Visit an apartment complex in Seoul at night. Cars are not just parked; they are packed in every corner of the compound. You could see any conceivable way of using space to leave a car for the night. The remainder are lined up on nearby streets until the next morning. Inside the complex, a small lane is left where one car can just barely pass. Passages for fire trucks have been narrowed and hydrants have been blocked. People push cars backward and forward the next morning to “dig out” their cars. Many of these vehicles are of course illegally parked overnight.
Every time we check our cars for valet parking at cafes and restaurants in Seoul, we see the cars disappear and leisurely forget about them. The cars are probably parked somewhere around the corners or along the alleyways, most probably many of them violating traffic regulations. Or how many times do we have to change driving lanes hurriedly because of stopped trucks (for loading and unloading) and parked sedans in a moving lane? On the streets, vehicles are frog-parked - parking a car with one side on the road and the other side on the curb side. Right, sometimes cars are just blatantly parked on public walkways. We could meet “kind” shop owners who deliberately cover up the license plates by hanging something over the plates. All these parking practices implicate legal problems, of course.
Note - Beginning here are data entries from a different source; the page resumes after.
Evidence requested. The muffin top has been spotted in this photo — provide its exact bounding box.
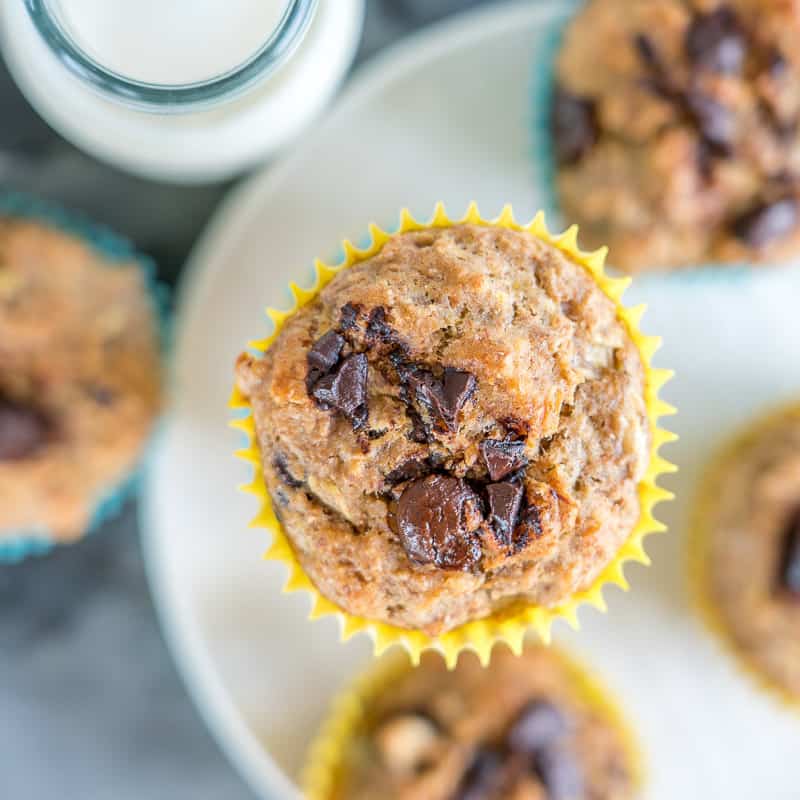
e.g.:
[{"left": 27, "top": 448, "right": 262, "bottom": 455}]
[
  {"left": 237, "top": 225, "right": 649, "bottom": 633},
  {"left": 0, "top": 218, "right": 159, "bottom": 540},
  {"left": 552, "top": 0, "right": 800, "bottom": 271},
  {"left": 703, "top": 409, "right": 800, "bottom": 698},
  {"left": 330, "top": 647, "right": 635, "bottom": 800}
]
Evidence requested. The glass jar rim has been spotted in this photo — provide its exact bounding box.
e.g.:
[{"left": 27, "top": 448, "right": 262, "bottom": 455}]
[{"left": 24, "top": 0, "right": 319, "bottom": 113}]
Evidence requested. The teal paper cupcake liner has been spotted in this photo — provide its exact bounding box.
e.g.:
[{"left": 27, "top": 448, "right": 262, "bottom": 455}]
[
  {"left": 528, "top": 0, "right": 756, "bottom": 287},
  {"left": 0, "top": 191, "right": 171, "bottom": 564}
]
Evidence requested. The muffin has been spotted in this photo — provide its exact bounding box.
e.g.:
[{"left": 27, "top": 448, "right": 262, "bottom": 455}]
[
  {"left": 307, "top": 647, "right": 637, "bottom": 800},
  {"left": 0, "top": 216, "right": 160, "bottom": 549},
  {"left": 236, "top": 219, "right": 653, "bottom": 636},
  {"left": 693, "top": 407, "right": 800, "bottom": 702},
  {"left": 551, "top": 0, "right": 800, "bottom": 272}
]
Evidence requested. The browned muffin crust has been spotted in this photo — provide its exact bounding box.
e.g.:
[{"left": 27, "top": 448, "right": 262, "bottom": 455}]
[
  {"left": 236, "top": 225, "right": 649, "bottom": 634},
  {"left": 553, "top": 0, "right": 800, "bottom": 271},
  {"left": 704, "top": 409, "right": 800, "bottom": 699},
  {"left": 330, "top": 647, "right": 636, "bottom": 800},
  {"left": 0, "top": 218, "right": 160, "bottom": 541}
]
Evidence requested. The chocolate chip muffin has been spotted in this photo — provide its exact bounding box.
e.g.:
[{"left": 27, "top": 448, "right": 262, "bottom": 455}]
[
  {"left": 551, "top": 0, "right": 800, "bottom": 272},
  {"left": 0, "top": 217, "right": 160, "bottom": 543},
  {"left": 236, "top": 225, "right": 651, "bottom": 635},
  {"left": 312, "top": 647, "right": 636, "bottom": 800},
  {"left": 695, "top": 408, "right": 800, "bottom": 700}
]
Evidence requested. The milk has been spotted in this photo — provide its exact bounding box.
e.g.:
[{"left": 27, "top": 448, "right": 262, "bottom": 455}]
[{"left": 58, "top": 0, "right": 289, "bottom": 84}]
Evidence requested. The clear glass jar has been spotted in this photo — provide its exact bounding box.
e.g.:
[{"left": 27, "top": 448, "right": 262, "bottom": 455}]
[{"left": 0, "top": 0, "right": 365, "bottom": 182}]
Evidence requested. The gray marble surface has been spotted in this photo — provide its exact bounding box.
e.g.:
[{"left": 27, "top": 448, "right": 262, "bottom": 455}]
[{"left": 0, "top": 0, "right": 500, "bottom": 800}]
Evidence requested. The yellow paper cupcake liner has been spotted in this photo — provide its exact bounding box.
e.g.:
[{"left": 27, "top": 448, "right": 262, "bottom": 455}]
[
  {"left": 301, "top": 647, "right": 644, "bottom": 800},
  {"left": 686, "top": 403, "right": 800, "bottom": 712},
  {"left": 230, "top": 203, "right": 677, "bottom": 668}
]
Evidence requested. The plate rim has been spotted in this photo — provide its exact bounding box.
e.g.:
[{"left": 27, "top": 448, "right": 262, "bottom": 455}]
[{"left": 138, "top": 0, "right": 568, "bottom": 800}]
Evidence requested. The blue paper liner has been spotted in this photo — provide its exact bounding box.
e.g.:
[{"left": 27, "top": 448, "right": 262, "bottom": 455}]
[
  {"left": 0, "top": 191, "right": 171, "bottom": 564},
  {"left": 529, "top": 0, "right": 752, "bottom": 286}
]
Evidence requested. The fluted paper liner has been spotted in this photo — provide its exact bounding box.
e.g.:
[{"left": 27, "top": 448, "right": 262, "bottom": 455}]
[
  {"left": 301, "top": 647, "right": 644, "bottom": 800},
  {"left": 686, "top": 403, "right": 800, "bottom": 711},
  {"left": 231, "top": 203, "right": 676, "bottom": 667}
]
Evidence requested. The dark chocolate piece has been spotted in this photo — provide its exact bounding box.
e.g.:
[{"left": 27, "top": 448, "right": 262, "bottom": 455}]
[
  {"left": 731, "top": 197, "right": 797, "bottom": 248},
  {"left": 0, "top": 398, "right": 50, "bottom": 461},
  {"left": 481, "top": 439, "right": 528, "bottom": 481},
  {"left": 552, "top": 86, "right": 597, "bottom": 164},
  {"left": 686, "top": 91, "right": 736, "bottom": 155},
  {"left": 533, "top": 745, "right": 585, "bottom": 800},
  {"left": 312, "top": 353, "right": 368, "bottom": 428},
  {"left": 511, "top": 504, "right": 543, "bottom": 553},
  {"left": 452, "top": 747, "right": 505, "bottom": 800},
  {"left": 685, "top": 6, "right": 747, "bottom": 75},
  {"left": 778, "top": 510, "right": 800, "bottom": 600},
  {"left": 308, "top": 331, "right": 344, "bottom": 375},
  {"left": 397, "top": 475, "right": 481, "bottom": 571},
  {"left": 507, "top": 700, "right": 570, "bottom": 756},
  {"left": 486, "top": 483, "right": 523, "bottom": 547}
]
People can find an interesting commonality here. Drivers who park their cars liberally or illegally barely show any sign of apology or guilt. In some instances drivers even behave as if they were entitled to park that way, almost asking back, “what else can I do?” They may roll their eyes, saying this is an inevitable and permitted practice in this crowded city, and treat you as a stubborn person out of touch with reality. Moreover, parking related laws and regulations are loosely enforced. Even if enforced, administrative fines are modest, roughly within the range of $30-$40. As a matter of fact, when purchase and ownership of vehicles do not require proof of parking space as in some crowded countries, an obvious signal is that you find your own way of parking your vehicles. All these factors have fostered the nationwide spread and tacit acceptance of random parking.
Belatedly, everyone now realizes just how dangerous a threat this problem poses. We have learned that in the deadly blaze in Jecheon City in December, 20-plus cars were lined up along the alleys and passages, only to block the access of fire trucks and delay rescue operations. As what happened there may repeat itself elsewhere in major cities in the country, the public now perceives it as an important social safety issue.
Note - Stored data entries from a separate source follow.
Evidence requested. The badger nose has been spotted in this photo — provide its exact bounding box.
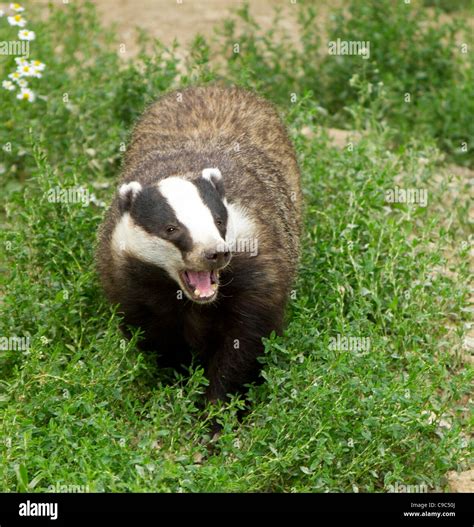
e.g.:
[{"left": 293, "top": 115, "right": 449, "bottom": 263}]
[{"left": 204, "top": 251, "right": 230, "bottom": 269}]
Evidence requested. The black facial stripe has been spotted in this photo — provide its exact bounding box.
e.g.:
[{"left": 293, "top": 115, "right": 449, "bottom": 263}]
[
  {"left": 130, "top": 187, "right": 193, "bottom": 253},
  {"left": 193, "top": 178, "right": 227, "bottom": 238}
]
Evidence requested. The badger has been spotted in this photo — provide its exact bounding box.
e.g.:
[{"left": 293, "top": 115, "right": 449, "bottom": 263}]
[{"left": 97, "top": 85, "right": 302, "bottom": 402}]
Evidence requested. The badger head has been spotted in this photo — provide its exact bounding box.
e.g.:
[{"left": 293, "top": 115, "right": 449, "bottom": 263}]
[{"left": 112, "top": 168, "right": 235, "bottom": 303}]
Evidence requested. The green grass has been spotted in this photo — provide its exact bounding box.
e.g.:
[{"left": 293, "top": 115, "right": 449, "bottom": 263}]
[{"left": 0, "top": 4, "right": 472, "bottom": 492}]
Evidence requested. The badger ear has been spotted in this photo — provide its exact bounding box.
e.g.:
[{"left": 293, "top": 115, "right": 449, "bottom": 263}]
[
  {"left": 202, "top": 168, "right": 225, "bottom": 198},
  {"left": 119, "top": 181, "right": 142, "bottom": 214}
]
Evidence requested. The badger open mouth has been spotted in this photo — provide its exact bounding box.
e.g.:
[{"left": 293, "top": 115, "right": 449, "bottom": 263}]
[{"left": 181, "top": 271, "right": 219, "bottom": 302}]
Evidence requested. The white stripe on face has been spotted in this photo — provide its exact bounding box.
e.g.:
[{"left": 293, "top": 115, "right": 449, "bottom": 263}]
[
  {"left": 112, "top": 212, "right": 184, "bottom": 281},
  {"left": 158, "top": 177, "right": 224, "bottom": 249}
]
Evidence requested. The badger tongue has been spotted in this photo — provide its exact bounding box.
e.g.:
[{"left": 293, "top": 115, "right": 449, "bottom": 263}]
[{"left": 186, "top": 271, "right": 214, "bottom": 298}]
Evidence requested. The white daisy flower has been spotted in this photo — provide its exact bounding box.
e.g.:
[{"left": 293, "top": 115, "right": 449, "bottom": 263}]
[
  {"left": 10, "top": 4, "right": 25, "bottom": 13},
  {"left": 8, "top": 71, "right": 21, "bottom": 82},
  {"left": 16, "top": 88, "right": 35, "bottom": 102},
  {"left": 18, "top": 29, "right": 36, "bottom": 40},
  {"left": 2, "top": 81, "right": 15, "bottom": 91},
  {"left": 7, "top": 15, "right": 26, "bottom": 27},
  {"left": 29, "top": 68, "right": 43, "bottom": 79},
  {"left": 16, "top": 63, "right": 34, "bottom": 77},
  {"left": 30, "top": 60, "right": 46, "bottom": 71}
]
In response, relevant laws have been recently amended to provide firefighters on the field with more discretion and authority in emergency situations: Illegally parked cars can be pushed out of the way, towed or even destroyed, when necessary, without a concern over associated liability and compensation problems. An appropriate amendment, indeed.
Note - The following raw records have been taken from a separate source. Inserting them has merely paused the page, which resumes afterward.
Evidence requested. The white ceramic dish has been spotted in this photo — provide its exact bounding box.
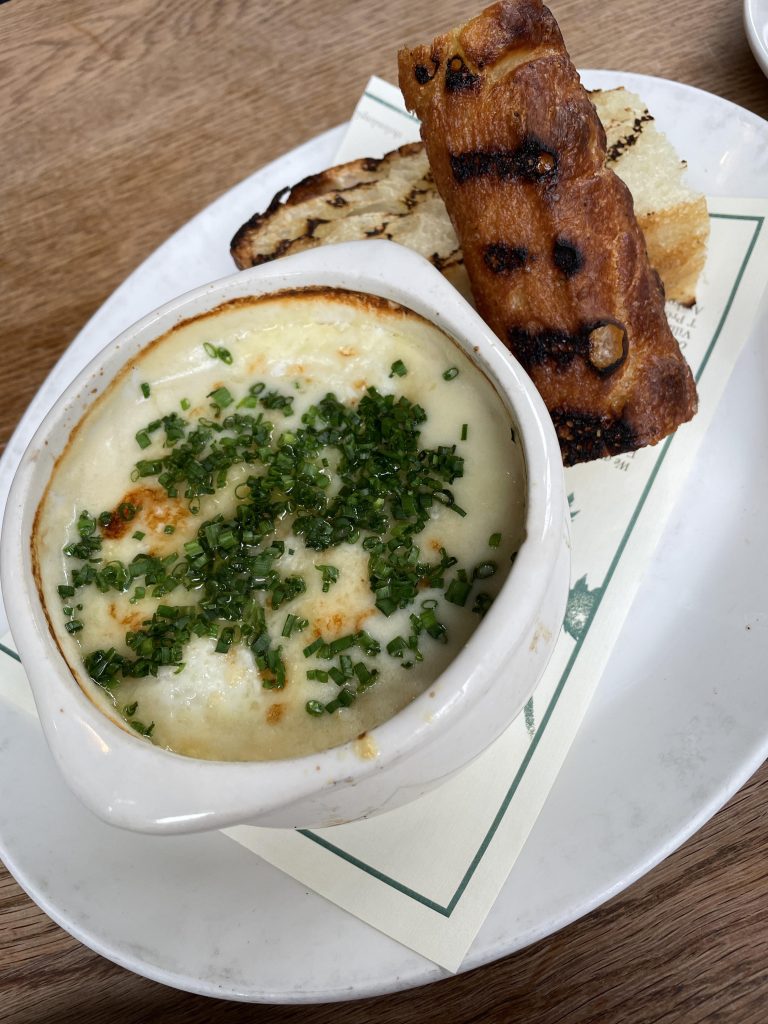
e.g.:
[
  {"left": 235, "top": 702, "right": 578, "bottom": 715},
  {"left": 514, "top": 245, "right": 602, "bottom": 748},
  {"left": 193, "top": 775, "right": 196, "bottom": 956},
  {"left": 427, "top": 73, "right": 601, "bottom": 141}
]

There are other regulatory changes that need to be done. Penalties should be made effective and more strictly enforced. Requirement for proof of parking space should be imposed on constructors of at least certain sizes of buildings and facilities. Perhaps, restaurants that do not have their own parking spaces should be required to show how they will handle their customers’ cars before they run valet parking booths. Right now, owners make money because of increased customers, valet parking operators also make money if they park as many cars as possible, and customers benefit as well because they can forget about their cars after arrived at a restaurant. The price for these gains and benefits is being paid by all of us.
Most importantly, the public attitude should change. Random parking or liberal parking, whatever you may call, is not an inevitable or condoned practice in Seoul. It has now become a serious social safety issue.